Dall’altro lato, però, a Bruxelles si aspettano decisi passi avanti sulla strada delle riforme politiche ed economiche. Ed è per questo che nelle ultime settimane il governo ucraino ha cominciato a muoversi concretamente contro il sistema di oligarchie e corruzione che strangola la vita del Paese. Ai vertici dell’amministrazione presidenziale, i più stretti consiglieri del capo dello Stato Viktor Poroshenko sono ottimisti: «L’era degli oligarchi è finita: sono stati indeboliti dalla crisi e la società stessa non vuole più vivere in un sistema dominato da loro. Stiamo cambiando le leggi, senza ricorrere alla violenza: entro l’anno prossimo non ci saranno più oligarchi un Ucraina».

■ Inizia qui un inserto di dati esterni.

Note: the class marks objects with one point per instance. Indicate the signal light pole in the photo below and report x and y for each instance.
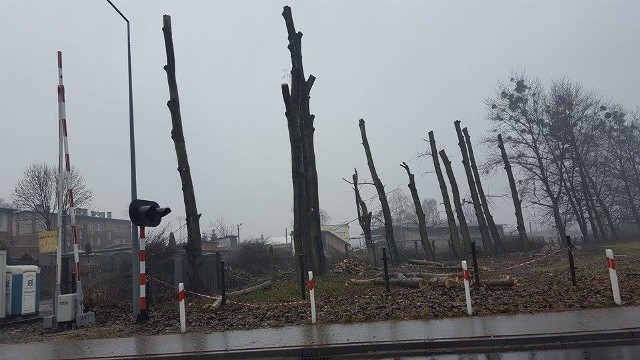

La strada delle riforme non è certo indolore: «Negli ultimi 15 mesi abbiamo preso molte decisioni impopolari in economia — ricorda il premier Yatseniuk —. Abbiamo aumentato le tasse, eliminato le elusioni fiscali, cacciato il 10 per cento dei funzionari pubblici, alzato le tariffe energetiche, ridotto i benefit sociali. Ora ci aspettiamo che i creditori esteri siano cooperativi nei nostri confronti. E che l’Europa si faccia garante degli investimenti nel nostro Paese».
La lotta alla corruzione e la battaglia per trasformare la struttura economica dell’Ucraina trova una coorte di sostenitori in un tessuto di Ong animate da giovani attivisti che pungolano il governo a fare sempre di più. Anche perché il successo su questo fronte è visto come la chiave per riprendersi le regioni separatiste russofone: «Se la tregua regge — ragionano i consiglieri del presidente Poroshenko — in un anno o poco più, grazie all’attrattiva economica e alla decentralizzazione, potremmo recuperare i territori dell’Est. Nello scenario peggiore ci vorranno al massimo tre-cinque anni. Ma per farlo è necessario chiudere la frontiera con la Russia e ottenere il ritiro delle armi». Ed è qui che torna in campo la Ue: la missione attuale dell’Ocse per monitorare il cessate il fuoco è considerata da Kiev inefficace. «Vogliamo un contingente di peacekeeper veri, schierati sulla linea del fronte. Entro giugno». Vedremo da domani se l’Europa sarà pronta a scendere in campo.